Advanced Caches
Prerequisites: 01-Introduction-and-Metrics Learning Goals: Understand the AMAT equation and the three levers to improve it: hit time, miss rate, and miss penalty. Learn specific hardware and compiler techniques for each lever.
The AMAT Framework
Three ways to improve AMAT:
| Method | Lever |
|---|---|
| Reduce Hit Time | Pipelined caches, VIPT caches, way prediction, fast replacement policy |
| Reduce Miss Rate | Larger cache, higher associativity, larger blocks, prefetching, loop interchange |
| Reduce Miss Penalty | Non-blocking caches, MSHR, cache hierarchies |
Reducing Hit Time
1. Pipelined Caches
Pipelining the cache = overlapping one cache hit with the next.
Three pipeline stages for a cache:
- Read the index → find the set
- Determine hit/miss; begin data read
- Finish data read
2. Overlap Cache Hit with TLB Hit (VIPT Cache)
A PIPT cache (Physically Indexed, Physically Tagged) uses the physical address → must wait for TLB translation before looking up the cache.
A VIPT cache (Virtually Indexed, Physically Tagged) uses the virtual address for indexing but physical address for tag comparison → TLB translation and cache lookup happen in parallel.
VIPT Design:
- VA page offset bits → used as cache index (no translation needed for index)
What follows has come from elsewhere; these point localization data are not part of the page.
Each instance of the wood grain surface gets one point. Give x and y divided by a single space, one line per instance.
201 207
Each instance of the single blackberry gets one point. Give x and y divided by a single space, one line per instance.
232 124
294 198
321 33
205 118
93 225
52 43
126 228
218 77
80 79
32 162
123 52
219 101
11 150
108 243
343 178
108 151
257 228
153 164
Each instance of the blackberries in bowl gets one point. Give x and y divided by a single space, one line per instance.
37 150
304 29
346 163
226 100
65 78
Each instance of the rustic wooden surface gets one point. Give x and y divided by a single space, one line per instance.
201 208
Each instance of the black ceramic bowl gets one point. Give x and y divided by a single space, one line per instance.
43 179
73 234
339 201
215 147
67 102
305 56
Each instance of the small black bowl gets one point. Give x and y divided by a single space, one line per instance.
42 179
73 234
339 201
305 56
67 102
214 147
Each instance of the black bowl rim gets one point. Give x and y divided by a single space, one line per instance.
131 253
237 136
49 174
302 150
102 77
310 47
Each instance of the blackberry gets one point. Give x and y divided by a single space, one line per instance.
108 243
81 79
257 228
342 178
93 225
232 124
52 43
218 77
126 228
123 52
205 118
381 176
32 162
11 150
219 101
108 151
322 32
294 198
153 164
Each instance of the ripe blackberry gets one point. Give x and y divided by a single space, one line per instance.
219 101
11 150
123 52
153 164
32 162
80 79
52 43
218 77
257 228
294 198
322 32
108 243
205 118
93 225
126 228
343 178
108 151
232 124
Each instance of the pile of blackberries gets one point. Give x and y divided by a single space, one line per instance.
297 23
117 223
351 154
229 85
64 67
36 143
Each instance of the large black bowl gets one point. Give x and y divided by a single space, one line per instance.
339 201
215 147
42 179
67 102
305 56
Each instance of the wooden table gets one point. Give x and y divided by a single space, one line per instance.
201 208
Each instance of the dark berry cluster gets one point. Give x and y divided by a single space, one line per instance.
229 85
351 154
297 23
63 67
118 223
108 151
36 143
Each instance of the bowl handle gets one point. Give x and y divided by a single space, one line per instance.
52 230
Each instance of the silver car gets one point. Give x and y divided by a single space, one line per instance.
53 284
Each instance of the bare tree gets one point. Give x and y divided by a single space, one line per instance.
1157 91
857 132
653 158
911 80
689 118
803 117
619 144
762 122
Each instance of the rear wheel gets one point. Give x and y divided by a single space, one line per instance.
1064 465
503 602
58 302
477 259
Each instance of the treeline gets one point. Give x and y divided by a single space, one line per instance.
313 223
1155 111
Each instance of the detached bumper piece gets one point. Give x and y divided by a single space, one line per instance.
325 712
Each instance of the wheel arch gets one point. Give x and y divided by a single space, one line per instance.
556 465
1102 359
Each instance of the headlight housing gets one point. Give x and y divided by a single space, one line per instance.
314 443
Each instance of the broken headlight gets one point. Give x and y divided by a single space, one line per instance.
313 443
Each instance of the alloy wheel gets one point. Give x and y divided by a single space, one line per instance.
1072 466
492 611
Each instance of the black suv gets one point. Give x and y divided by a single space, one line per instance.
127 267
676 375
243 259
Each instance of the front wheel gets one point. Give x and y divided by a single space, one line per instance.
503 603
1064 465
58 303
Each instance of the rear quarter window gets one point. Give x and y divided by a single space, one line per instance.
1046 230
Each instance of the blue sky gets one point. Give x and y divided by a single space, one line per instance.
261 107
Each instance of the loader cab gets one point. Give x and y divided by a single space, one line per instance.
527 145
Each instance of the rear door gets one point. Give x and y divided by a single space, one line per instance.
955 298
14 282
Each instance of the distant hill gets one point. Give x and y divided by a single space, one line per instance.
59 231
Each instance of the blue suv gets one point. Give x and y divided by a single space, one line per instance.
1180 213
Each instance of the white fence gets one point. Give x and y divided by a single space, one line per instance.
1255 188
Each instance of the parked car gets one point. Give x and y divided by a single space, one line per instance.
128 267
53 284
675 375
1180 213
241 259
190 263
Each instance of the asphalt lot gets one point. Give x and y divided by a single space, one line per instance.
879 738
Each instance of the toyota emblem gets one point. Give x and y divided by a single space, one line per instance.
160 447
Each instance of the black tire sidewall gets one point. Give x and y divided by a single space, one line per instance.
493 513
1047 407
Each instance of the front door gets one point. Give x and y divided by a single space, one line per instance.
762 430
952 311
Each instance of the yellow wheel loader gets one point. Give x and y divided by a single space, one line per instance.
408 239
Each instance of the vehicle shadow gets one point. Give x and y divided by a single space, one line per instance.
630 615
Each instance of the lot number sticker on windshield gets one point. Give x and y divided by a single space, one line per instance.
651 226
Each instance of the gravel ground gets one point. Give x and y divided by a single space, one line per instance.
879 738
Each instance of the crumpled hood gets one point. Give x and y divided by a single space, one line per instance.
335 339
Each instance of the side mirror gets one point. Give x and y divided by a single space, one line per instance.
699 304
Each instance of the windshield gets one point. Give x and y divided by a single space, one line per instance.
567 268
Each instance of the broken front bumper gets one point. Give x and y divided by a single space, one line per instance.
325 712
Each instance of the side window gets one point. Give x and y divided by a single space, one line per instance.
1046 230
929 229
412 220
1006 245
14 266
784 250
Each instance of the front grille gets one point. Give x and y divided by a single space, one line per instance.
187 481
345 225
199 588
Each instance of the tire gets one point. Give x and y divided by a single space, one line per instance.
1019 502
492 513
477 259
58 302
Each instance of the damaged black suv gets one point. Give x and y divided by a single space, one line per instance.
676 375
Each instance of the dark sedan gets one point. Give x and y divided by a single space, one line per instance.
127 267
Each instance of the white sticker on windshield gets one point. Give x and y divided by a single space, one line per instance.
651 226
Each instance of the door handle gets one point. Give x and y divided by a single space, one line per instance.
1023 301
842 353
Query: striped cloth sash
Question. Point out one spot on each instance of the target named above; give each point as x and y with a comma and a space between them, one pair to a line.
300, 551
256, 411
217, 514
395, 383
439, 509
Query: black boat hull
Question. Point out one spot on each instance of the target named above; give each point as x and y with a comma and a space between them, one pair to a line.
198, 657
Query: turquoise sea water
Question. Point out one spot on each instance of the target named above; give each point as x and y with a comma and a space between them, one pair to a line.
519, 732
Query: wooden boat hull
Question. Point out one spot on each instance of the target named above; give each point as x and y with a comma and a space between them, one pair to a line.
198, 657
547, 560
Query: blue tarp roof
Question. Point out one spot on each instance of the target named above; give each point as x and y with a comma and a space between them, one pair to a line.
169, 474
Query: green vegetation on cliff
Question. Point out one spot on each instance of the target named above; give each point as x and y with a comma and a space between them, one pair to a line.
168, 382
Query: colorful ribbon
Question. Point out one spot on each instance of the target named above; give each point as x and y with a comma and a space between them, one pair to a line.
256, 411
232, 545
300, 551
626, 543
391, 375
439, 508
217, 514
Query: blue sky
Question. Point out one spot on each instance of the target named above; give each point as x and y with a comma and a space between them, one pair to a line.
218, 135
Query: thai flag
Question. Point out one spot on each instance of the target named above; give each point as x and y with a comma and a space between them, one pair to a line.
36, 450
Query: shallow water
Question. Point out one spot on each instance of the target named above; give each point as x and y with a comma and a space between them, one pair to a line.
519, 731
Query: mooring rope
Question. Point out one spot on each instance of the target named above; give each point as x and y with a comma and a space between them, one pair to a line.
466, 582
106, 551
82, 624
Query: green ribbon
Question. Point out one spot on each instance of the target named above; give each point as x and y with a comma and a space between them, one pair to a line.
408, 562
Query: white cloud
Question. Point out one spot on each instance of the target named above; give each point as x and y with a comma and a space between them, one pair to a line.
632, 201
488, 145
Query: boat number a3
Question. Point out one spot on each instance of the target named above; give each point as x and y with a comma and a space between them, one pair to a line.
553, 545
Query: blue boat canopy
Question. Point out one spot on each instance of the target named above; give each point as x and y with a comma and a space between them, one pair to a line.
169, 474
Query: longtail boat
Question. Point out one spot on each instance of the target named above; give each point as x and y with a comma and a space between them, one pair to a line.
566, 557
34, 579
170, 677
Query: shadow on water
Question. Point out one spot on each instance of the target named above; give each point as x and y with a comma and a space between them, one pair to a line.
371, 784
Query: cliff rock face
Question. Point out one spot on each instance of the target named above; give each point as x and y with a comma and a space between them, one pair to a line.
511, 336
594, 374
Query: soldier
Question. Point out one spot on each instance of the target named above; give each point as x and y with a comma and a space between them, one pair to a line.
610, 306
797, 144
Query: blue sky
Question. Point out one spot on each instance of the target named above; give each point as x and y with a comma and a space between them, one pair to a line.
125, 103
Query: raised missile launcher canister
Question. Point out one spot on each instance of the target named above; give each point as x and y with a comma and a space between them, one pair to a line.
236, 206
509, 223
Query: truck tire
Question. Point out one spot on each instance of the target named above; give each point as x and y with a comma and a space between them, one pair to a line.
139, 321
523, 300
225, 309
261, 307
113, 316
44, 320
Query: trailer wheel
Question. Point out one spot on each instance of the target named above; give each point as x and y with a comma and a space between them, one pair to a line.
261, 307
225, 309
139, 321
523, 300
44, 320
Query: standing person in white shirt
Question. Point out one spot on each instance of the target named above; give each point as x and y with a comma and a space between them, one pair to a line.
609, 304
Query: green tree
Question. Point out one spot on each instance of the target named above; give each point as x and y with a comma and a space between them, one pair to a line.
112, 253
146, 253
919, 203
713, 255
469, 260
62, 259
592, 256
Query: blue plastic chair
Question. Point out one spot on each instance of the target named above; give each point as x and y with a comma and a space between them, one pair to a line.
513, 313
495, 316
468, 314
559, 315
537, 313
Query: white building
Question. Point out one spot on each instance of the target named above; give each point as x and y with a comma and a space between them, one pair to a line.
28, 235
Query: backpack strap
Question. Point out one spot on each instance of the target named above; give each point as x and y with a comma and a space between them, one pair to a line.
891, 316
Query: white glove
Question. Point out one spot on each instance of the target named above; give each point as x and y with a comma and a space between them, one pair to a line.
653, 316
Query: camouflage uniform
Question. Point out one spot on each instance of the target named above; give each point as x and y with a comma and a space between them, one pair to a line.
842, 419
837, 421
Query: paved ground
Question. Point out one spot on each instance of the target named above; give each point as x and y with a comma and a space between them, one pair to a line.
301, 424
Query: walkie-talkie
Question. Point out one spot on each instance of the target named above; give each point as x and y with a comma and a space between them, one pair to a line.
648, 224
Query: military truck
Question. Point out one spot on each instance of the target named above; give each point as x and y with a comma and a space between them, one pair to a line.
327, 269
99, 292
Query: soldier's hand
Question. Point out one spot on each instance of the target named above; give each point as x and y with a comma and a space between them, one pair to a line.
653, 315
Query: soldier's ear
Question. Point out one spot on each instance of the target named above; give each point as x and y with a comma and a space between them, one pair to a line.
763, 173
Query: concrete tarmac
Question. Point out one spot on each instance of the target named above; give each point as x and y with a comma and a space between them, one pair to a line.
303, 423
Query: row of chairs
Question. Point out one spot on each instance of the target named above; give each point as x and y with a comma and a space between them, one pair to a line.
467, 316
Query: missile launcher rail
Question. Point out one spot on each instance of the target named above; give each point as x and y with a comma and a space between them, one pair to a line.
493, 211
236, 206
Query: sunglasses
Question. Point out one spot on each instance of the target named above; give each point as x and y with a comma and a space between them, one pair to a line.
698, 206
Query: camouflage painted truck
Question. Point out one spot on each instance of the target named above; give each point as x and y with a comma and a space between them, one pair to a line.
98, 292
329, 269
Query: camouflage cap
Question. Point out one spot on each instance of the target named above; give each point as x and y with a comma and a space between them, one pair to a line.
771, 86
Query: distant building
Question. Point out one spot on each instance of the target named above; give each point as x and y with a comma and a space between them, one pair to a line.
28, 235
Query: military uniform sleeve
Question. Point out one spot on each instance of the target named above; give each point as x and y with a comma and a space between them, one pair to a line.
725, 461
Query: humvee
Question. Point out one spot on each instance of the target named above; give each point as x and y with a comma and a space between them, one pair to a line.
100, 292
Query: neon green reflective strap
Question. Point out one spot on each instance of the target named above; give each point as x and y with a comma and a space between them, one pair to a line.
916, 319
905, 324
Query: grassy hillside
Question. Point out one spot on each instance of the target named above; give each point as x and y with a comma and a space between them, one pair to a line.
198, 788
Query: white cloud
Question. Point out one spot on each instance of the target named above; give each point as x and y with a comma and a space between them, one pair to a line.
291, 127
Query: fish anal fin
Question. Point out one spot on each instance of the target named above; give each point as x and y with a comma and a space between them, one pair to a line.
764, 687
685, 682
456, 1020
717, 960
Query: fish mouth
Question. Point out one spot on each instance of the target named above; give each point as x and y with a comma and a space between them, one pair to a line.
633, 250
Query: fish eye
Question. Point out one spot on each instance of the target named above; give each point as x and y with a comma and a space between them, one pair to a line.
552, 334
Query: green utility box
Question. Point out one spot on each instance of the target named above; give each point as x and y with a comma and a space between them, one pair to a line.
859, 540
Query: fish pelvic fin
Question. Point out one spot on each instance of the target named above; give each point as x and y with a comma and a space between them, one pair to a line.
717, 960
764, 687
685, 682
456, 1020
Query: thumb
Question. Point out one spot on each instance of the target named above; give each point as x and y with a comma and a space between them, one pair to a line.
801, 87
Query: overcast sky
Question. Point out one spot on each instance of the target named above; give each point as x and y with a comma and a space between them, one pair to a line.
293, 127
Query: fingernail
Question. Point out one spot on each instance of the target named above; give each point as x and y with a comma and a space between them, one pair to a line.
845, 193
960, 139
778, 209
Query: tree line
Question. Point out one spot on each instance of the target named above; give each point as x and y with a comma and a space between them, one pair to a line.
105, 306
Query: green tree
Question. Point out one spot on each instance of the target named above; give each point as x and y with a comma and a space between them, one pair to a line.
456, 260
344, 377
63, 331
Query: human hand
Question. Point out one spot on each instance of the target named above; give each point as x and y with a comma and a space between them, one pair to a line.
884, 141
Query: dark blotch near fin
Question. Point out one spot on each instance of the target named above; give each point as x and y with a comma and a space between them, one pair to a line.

- Physical frame number from TLB → used as tag for verification
Constraint for no aliasing:
If all index bits come from the page offset portion of the address (bits below the page boundary), there is no aliasing.
Virtually Addressed (VIVT) Cache — full virtual address used:
- TLB and cache can work in parallel
- Problem 1: Must flush cache on every context switch (virtual addresses are process-specific)
- Problem 2: Aliasing — two virtual addresses can map to the same physical location, causing incorrect execution
3. Way Prediction
The processor predicts which way of a set-associative cache will be a hit.
- Correct prediction → fast (like direct-mapped)
- Incorrect prediction → fall back to normal set-associative lookup
Way Prediction Performance:
| Cache Type | Way Prediction Benefit |
|---|---|
| Fully associative | Yes |
| 8-way set associative | Yes |
| 2-way set associative | Yes |
| Direct mapped | No (already one way) |
4. Replacement Policy and Hit Time
| Policy | Hit Time | Miss Rate |
|---|---|---|
| Random | Fast (no bookkeeping) | Worse |
| LRU | Slower (update all counters on hit) | Best |
| NMRU (Not-Most-Recently-Used) | Fast (only track MRU) | Good |
| PLRU (Pseudo-LRU) | Medium | Good (compromise) |
NMRU: Only track the most recently used block; replace any other block.
PLRU: Set LRU bit to 1 on access; evict block with LRU bit = 0. When all bits are 1, reset all to 0 and set the evicted block to 1.
Reducing Miss Rate
The 3 Cs of Cache Misses
| Miss Type | Cause | Fix |
|---|---|---|
| Compulsory | First access to a block | Prefetching, larger blocks |
| Capacity | Cache is full | Larger cache |
| Conflict | Limited associativity | Higher associativity, larger blocks |
- Larger cache → reduces capacity misses
- Higher associativity → reduces conflict misses (and some capacity misses)
Larger Cache Blocks
Larger blocks bring in more data per miss (exploits spatial locality):
- Good spatial locality → miss rate improves
- Poor spatial locality → miss rate degrades (wasted bandwidth)
- Larger blocks can reduce compulsory, capacity, and conflict misses
Prefetching
Prefetching = loading a block into cache before it is needed.
- Good guess → eliminates a future miss
- Bad guess → wastes bandwidth, pollutes cache
Compiler prefetching: Insert prefetch instructions; difficult to determine optimal prefetch distance.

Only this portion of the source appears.